9:50

Something else has changed since the eighties: back then, New Yorkers said “Hi”; now, they say, “Hey, what’s up?” The way they say hello is less subtle, more surprised. I remember “Hi” as a greeting that was smiling, polite, happy to see you. “Hey” sounds different since the tragedy. I hear it as a “Hey, what are you doing here? Good for you, you’re still alive.” But it’s probably just my paranoia again. I circle the building like a vulture in search of corpses. I wander the vertical streets breathing in fresh calamity. A writer is a jackal, a coyote, a hyena. Give me my dose of desolation, I’m looking for a tragedy, don’t suppose you’ve got some little atrocity to hand? I chew on Bubble Yum and the heartache of orphans.

Some critics claim cinema is a “window on the world.” Others say the novel is. Art is a window on the world. Like the tinted windows of the glass towers in which I can see my reflection, a tall, stooped silhouette in a black coat, a heron with glasses walking with enormous strides. Fleeing the image I walk faster, but it follows me like a bird of prey. Writing an autobiographical novel not to reveal oneself, but to melt away. A novel is a two-way mirror behind which I hide so I can see and not be seen. The mirror in which I see myself, in the end, I give to others.

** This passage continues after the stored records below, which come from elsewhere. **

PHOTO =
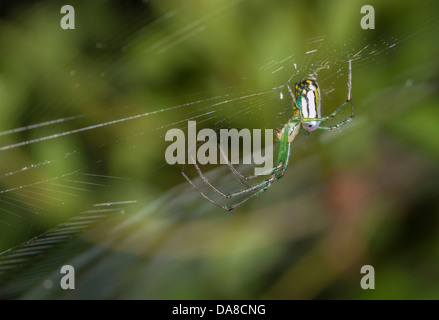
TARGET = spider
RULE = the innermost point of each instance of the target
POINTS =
(306, 118)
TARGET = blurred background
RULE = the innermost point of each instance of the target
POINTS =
(84, 181)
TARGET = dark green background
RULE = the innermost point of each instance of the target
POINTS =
(366, 194)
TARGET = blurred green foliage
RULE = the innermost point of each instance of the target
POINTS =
(364, 195)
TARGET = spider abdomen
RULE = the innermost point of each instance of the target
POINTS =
(308, 100)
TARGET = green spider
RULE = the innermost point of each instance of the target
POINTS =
(306, 118)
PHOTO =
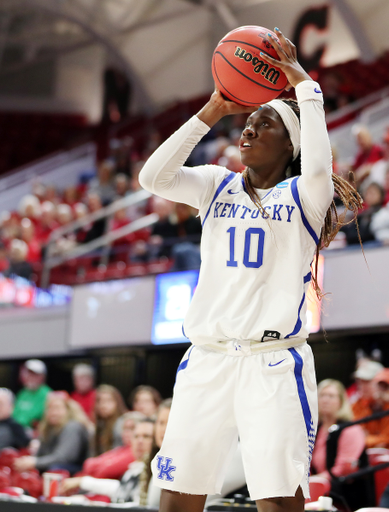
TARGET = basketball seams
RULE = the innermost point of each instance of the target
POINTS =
(245, 76)
(247, 44)
(241, 83)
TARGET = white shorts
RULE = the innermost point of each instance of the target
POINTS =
(268, 400)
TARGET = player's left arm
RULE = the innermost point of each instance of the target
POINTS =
(315, 185)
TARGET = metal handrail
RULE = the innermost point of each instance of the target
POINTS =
(124, 202)
(103, 241)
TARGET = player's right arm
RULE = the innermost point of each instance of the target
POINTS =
(164, 173)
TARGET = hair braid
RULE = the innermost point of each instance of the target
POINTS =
(333, 222)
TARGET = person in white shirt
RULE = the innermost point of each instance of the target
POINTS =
(249, 373)
(127, 489)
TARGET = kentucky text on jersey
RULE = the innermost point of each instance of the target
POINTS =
(279, 212)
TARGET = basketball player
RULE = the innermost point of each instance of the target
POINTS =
(249, 372)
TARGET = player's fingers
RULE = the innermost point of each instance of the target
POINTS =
(276, 45)
(288, 87)
(293, 48)
(272, 61)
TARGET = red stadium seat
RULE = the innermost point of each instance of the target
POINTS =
(7, 456)
(5, 477)
(318, 486)
(12, 491)
(381, 478)
(30, 481)
(64, 472)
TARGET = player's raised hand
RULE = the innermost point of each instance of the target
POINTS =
(218, 107)
(288, 62)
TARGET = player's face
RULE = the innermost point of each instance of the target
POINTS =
(264, 140)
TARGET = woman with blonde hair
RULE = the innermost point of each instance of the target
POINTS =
(109, 406)
(342, 452)
(63, 434)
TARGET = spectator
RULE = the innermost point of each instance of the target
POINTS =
(12, 434)
(64, 214)
(150, 494)
(103, 183)
(10, 226)
(80, 210)
(30, 401)
(367, 402)
(379, 224)
(128, 489)
(141, 209)
(51, 194)
(70, 196)
(145, 399)
(30, 207)
(47, 222)
(163, 231)
(27, 234)
(19, 266)
(121, 182)
(108, 409)
(373, 199)
(84, 392)
(63, 434)
(339, 454)
(376, 172)
(113, 463)
(368, 152)
(378, 430)
(97, 229)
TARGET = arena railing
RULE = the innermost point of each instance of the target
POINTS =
(50, 261)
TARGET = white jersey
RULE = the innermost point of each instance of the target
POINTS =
(254, 270)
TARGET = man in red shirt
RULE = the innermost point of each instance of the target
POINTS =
(368, 152)
(84, 392)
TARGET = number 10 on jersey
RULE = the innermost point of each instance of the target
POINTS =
(259, 235)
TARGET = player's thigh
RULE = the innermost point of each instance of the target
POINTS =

When one cannot answer the question “Why?” one must at least attempt to answer the question “How?”

Grief does not prevent wealthy old women from walking their dogs on Madison Avenue nor street hawkers from displaying their fake Gucci bags on the sidewalk a block from the real Gucci store. There are gallery openings still where everyone dresses in black; there are clubs still where you have to be on the guest list; there are hotels still where everything—from the guests to the decor—is beautiful. At 9:50, in a further attempt to go back in time, I step into 95 Wall Street, the building where I worked during the eighties, to see whether it will trigger some Proustian memory within me. There is still a CRéDIT LYONNAIS logo on the lobby wall but the receptionist explains that the French bank moved up to midtown some time ago. From Proust to Modiano in ten seconds. The deserted lobby. The doorman’s suspicious look. The tight-lipped security guards. The mysterious businessmen. The hazy memory. Did I really spend every day here? There’s no point hanging around, nothing is coming back to me.

“Sir, you can’t stay here.”

The stocky uniformed guy comes over to me slowly.

“But I worked here a long time ago…”

I put on my Spanish accent, but there’s nothing doing. I’m evicted by my past. My past wants nothing to do with me. My past accompanies me through the revolving door. I’m forced to turn my back on it once again.